Death of the Liberal Class - Chris Hedges [110]
There are times—and this moment in humane history may turn out to be one of them—when human beings are forced to respond to repression with violence. I was in Sarajevo during the war in Bosnia. We knew what the Serbian forces ringing the capital would do to us if they broke through the defenses and trench system around the besieged city. We had the examples of the Drina Valley or the city of Vukovar, where about a third of the Muslim inhabitants had been killed and the rest herded into refugee or displacement camps. The only choice, if one wanted to defend your family and community, was to pick up a weapon.
But violence has inherent problems. Those who proved most adept at defending Sarajevo came from the criminal class. When they were not shooting at Bosnian Serb forces, they were looting the apartments of ethnic Serbs in Sarajevo and often executing them, as well as terrorizing their fellow Muslims. When you ingest the poison of violence, even in a just cause, it corrupts, deforms, and perverts you.
Violence is also a drug. Those most addicted to violence are those who have access to weapons and a penchant for force. And killers rise to the surface of all armed movements, even those that could be defined as just, and contaminate them with the intoxicating and seductive power that comes with the capacity to kill and destroy. I have seen it in war after war. When you go down that road, you end up pitting your monsters against their monsters. And the sensitive, the humane, and the gentle, those with a propensity to nurture and protect life, are pushed aside and often murdered.
The romantic vision of war and violence is as prevalent among many on the radical left as it is in the mainstream culture. Those who resist with force cannot hope to defeat the corporate state. They will not sustain the cultural values that must be sustained if we are to have a future worth living. Armed resistance movements are always mutations of the violence that spawned them. I am not naïve enough to think I could have avoided these armed movements had I been a landless Salvadoran or Guatemalan peasant, a Palestinian in Gaza, or a Muslim in Sarajevo. Threatened on all sides with violence and destruction, I probably would have taken up a gun. But violent response to repression, whether it achieves its goals or not, is counterproductive. It always results in the brutal sacrifice of innocents and the destruction of the culture and traditions that make us human. Violence must be avoided, although finally not at the expense of our own survival. Nonviolent acts of disobedience and the breaking of laws to disrupt the corporate assault on human life and the ecosystem will keep us whole. Once we use violence against violence, we enter a moral void.

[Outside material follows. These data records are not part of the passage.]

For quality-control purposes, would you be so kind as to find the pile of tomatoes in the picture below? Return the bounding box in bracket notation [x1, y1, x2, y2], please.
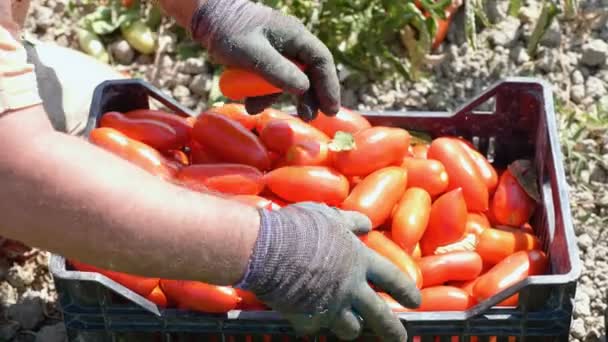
[72, 104, 548, 313]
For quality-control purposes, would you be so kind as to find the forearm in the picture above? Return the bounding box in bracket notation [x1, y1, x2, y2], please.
[0, 107, 259, 284]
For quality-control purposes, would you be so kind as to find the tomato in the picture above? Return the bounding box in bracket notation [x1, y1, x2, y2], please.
[418, 252, 483, 287]
[255, 108, 300, 134]
[89, 127, 176, 179]
[428, 138, 489, 212]
[124, 109, 191, 144]
[332, 126, 410, 176]
[167, 150, 190, 165]
[207, 103, 258, 131]
[232, 195, 280, 210]
[342, 166, 407, 228]
[219, 63, 305, 101]
[284, 141, 330, 166]
[391, 188, 431, 254]
[176, 164, 264, 195]
[99, 112, 180, 151]
[417, 286, 475, 311]
[260, 119, 329, 153]
[491, 170, 535, 227]
[360, 230, 422, 288]
[473, 250, 549, 306]
[412, 144, 429, 159]
[465, 213, 490, 236]
[401, 157, 448, 197]
[377, 292, 412, 312]
[70, 260, 159, 297]
[192, 113, 270, 171]
[456, 139, 498, 194]
[265, 166, 350, 205]
[310, 107, 372, 138]
[189, 140, 222, 165]
[234, 289, 267, 310]
[146, 285, 167, 308]
[160, 279, 241, 313]
[477, 228, 541, 264]
[420, 188, 467, 255]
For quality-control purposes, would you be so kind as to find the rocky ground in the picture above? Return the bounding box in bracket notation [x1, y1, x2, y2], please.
[0, 0, 608, 341]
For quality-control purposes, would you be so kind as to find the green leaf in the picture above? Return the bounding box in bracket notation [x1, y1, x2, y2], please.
[327, 131, 357, 152]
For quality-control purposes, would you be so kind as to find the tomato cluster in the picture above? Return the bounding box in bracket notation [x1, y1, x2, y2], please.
[72, 104, 548, 312]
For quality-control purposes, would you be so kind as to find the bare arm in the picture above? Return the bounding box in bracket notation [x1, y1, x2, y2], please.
[0, 106, 259, 284]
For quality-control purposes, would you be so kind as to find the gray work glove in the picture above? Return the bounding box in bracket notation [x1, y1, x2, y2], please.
[236, 202, 420, 341]
[191, 0, 340, 120]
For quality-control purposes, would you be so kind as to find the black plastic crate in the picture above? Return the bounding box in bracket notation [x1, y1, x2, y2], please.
[50, 78, 581, 342]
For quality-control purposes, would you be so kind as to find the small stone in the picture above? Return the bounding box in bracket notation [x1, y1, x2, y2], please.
[7, 298, 44, 330]
[540, 20, 562, 47]
[173, 84, 190, 99]
[179, 58, 207, 75]
[570, 84, 585, 104]
[189, 74, 211, 96]
[570, 318, 587, 339]
[36, 323, 67, 342]
[0, 321, 20, 341]
[577, 234, 593, 251]
[581, 39, 608, 67]
[571, 70, 585, 84]
[585, 76, 606, 99]
[175, 73, 192, 86]
[511, 46, 530, 65]
[110, 39, 135, 65]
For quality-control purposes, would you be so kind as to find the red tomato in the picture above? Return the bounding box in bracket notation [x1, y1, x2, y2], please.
[310, 107, 372, 138]
[391, 188, 431, 254]
[332, 126, 410, 176]
[456, 139, 498, 194]
[412, 144, 429, 159]
[89, 127, 176, 179]
[401, 158, 448, 197]
[342, 166, 407, 228]
[491, 170, 535, 227]
[160, 279, 241, 313]
[207, 103, 259, 131]
[377, 292, 413, 312]
[428, 138, 489, 212]
[189, 141, 222, 165]
[465, 213, 490, 239]
[473, 250, 549, 306]
[125, 109, 190, 144]
[477, 228, 541, 264]
[260, 119, 329, 153]
[232, 195, 276, 210]
[284, 141, 330, 166]
[420, 188, 467, 255]
[177, 164, 264, 195]
[361, 230, 422, 288]
[255, 108, 300, 134]
[418, 252, 483, 287]
[70, 260, 159, 297]
[167, 150, 190, 166]
[417, 286, 475, 311]
[100, 112, 187, 151]
[265, 166, 350, 205]
[234, 289, 268, 311]
[192, 113, 270, 171]
[146, 285, 167, 308]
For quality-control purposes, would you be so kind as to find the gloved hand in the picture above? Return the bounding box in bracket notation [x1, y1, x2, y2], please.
[0, 26, 42, 114]
[191, 0, 340, 120]
[236, 202, 420, 341]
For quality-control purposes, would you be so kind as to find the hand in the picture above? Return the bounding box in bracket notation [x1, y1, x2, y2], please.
[236, 202, 420, 341]
[0, 26, 42, 114]
[191, 0, 340, 120]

Democracy, a system designed to challenge the status quo, has been corrupted to serve the status quo. The abject failure of activists and the liberal class to push corporate, industrialized states toward serious environmental reform, to thwart imperial adventurism, or to build a humane policy toward the world’s poor stems from an inability to face these new configurations of power.
Our passivity is due, in part, to our inability to confront the awful fact of extinction, either our own inevitable mortality or that of the human species. The emotional cost of confronting death is painful. We prefer illusion.